From: Manuel Eberl <eberlm@in.tum.de>
No idea about why what you are doing does not work, but the following
does work:
lemma le_setsum_nat [termination_simp]:
assumes "finite A" "x ∈ A"
shows "f (g x) ≤ (∑x∈A. f (g x) :: nat)"
proof -
have "f (g x) = (∑x∈{x}. f (g x))" by simp
also from assms have "… ≤ (∑x∈A. f (g x))" by (intro setsum_mono2) auto
finally show ?thesis by simp
qed
Note that it doesn't work if you replace "f (g x)" with just "f x".

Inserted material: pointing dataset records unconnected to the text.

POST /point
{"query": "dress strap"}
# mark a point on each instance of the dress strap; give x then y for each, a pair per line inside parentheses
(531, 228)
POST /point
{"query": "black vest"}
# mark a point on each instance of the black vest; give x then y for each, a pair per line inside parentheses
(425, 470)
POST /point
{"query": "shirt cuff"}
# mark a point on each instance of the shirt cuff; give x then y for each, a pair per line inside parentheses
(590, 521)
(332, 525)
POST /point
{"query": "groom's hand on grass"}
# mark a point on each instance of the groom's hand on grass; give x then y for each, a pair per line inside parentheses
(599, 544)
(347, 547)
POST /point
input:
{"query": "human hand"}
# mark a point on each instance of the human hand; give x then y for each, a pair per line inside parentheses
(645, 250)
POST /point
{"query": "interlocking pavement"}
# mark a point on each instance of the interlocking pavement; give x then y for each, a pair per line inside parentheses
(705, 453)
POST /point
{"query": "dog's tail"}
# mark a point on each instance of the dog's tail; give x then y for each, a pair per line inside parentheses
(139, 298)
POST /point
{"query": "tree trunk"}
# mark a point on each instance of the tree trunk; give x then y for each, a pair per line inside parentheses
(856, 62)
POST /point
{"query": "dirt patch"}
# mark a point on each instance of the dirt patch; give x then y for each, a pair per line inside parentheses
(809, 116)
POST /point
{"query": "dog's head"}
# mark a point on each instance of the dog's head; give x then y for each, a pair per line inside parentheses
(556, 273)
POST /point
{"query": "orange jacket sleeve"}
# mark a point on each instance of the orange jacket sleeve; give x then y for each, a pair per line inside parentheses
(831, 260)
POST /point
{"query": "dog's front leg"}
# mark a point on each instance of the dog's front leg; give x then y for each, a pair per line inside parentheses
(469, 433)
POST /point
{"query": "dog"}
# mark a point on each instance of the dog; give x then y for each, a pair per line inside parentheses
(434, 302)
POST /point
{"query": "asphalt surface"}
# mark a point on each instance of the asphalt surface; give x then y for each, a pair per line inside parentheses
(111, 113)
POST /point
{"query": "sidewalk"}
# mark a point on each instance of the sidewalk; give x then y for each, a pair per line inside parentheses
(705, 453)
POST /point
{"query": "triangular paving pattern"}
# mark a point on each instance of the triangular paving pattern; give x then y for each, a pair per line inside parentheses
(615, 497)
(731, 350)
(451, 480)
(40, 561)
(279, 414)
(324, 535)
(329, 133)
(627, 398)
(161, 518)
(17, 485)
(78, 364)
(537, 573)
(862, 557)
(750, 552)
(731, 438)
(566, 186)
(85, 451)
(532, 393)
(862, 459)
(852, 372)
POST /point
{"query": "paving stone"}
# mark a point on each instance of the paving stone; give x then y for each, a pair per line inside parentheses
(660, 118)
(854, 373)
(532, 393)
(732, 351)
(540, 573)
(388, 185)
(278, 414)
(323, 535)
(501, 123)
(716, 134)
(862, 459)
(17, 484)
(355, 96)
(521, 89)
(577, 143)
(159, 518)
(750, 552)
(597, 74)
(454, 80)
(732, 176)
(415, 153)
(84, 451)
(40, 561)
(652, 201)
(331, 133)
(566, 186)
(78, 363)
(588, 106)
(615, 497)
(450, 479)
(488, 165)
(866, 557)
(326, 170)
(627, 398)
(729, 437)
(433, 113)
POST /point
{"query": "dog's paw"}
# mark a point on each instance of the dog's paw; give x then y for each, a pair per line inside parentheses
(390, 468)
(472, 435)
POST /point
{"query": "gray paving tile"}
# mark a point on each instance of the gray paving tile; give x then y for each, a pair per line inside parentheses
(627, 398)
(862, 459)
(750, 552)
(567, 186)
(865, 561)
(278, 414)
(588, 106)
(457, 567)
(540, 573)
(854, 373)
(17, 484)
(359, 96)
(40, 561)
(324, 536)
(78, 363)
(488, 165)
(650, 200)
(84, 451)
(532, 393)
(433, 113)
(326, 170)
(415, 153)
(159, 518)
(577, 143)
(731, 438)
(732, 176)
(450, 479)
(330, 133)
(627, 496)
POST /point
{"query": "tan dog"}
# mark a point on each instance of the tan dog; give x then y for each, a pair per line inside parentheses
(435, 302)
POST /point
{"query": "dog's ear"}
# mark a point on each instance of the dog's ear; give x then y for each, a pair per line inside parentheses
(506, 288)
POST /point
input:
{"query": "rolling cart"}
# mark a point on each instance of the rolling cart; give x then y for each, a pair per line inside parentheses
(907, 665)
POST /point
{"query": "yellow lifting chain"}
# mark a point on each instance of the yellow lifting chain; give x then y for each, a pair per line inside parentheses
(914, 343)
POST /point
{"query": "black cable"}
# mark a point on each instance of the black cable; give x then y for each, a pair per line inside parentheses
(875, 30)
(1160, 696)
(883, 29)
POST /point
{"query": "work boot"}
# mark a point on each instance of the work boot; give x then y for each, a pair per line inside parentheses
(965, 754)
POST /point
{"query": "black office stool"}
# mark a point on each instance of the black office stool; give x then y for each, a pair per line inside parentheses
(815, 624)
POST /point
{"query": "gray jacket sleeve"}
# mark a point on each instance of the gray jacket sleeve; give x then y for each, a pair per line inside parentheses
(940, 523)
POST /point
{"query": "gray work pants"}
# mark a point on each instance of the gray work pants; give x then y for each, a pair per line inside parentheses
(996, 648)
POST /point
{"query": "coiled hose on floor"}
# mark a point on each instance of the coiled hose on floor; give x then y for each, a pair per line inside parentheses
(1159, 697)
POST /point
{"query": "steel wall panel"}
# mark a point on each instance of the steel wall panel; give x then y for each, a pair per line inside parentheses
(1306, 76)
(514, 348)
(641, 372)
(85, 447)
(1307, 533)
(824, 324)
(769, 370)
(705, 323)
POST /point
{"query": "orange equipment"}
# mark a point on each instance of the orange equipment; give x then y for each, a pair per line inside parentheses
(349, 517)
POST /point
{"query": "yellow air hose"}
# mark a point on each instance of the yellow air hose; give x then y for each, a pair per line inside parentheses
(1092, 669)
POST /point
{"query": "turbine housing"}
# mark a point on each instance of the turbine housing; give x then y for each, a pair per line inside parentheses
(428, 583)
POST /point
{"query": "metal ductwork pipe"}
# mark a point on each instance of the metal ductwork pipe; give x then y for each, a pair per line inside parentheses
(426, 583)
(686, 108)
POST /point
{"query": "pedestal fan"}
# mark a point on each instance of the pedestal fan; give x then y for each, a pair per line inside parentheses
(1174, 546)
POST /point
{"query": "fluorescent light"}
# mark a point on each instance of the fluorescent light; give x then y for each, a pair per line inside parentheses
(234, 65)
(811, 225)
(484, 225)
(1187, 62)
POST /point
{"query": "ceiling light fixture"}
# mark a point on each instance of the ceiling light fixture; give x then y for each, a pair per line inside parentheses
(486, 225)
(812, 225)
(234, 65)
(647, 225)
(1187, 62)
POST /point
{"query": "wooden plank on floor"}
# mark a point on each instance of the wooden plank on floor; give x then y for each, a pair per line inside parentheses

Unification problem, perhaps?
Cheers,
Manuel
From: Andreas Lochbihler <andreas.lochbihler@inf.ethz.ch>
Hi Manuel,
Thanks for the suggestion, your rule does suffice to prove the termination of my given
example. It differs from the existing estimation rules in that the left hand side of the
conclusion must be exactly of the summation form. The existing rules encode a transitivity
step
"[| y <= f (g x); f (g x) <= (∑x∈A. f (g x)) |] ==> y <= (∑x∈A. f (g x))"
and this is what introduces the schematic variable ?x in the assumptions which cause all
the trouble. And in general, this transitivity step is indeed needed (and your rule fails
there). For example, if the recursion in the datatype goes through another type.
datatype (plugins del: size) 'a tree2 = Leaf2 | Node2 'a "char ⇒ 'a tree2 × 'a"
instantiation tree2 :: (type) size begin
primrec size_tree2 :: "'a tree2 ⇒ nat"
where
"size_tree2 Leaf2 = 0"
| "size_tree2 (Node2 x ts) =
Suc (setsum (Suc ∘ fst ∘ (map_prod size_tree2 id ∘ ts)) UNIV)"
instance ..
end
fun zip_prod where "zip_prod f g (x, y) (u, v) = (f x u, g y v)"
fun zip_tree2 :: "'a tree2 ⇒ 'b tree2 ⇒ ('a × 'b) tree2"
where
"zip_tree2 (Node2 x ts) (Node2 y ts') =
Node2 (x, y) (λz. zip_prod zip_tree2 Pair (ts z) (ts' z))"
| "zip_tree2 _ _ = Leaf2"
Do you think one can generalise your rule in a way such that it still works with
lexicographic_order?
Best,
Andreas
From: Andreas Lochbihler <andreas.lochbihler@inf.ethz.ch>
Dear experts of the simplifier and/or the function package,
For a datatype of finitely branching trees, I would like to setup the terminiation prover
of the function package such that it can automatically prove termination of my recursive
functions. My problem is that I cannot mimick the setup for other datatypes like lists and
I am running out of ideas how this can be fit into lexicographic order.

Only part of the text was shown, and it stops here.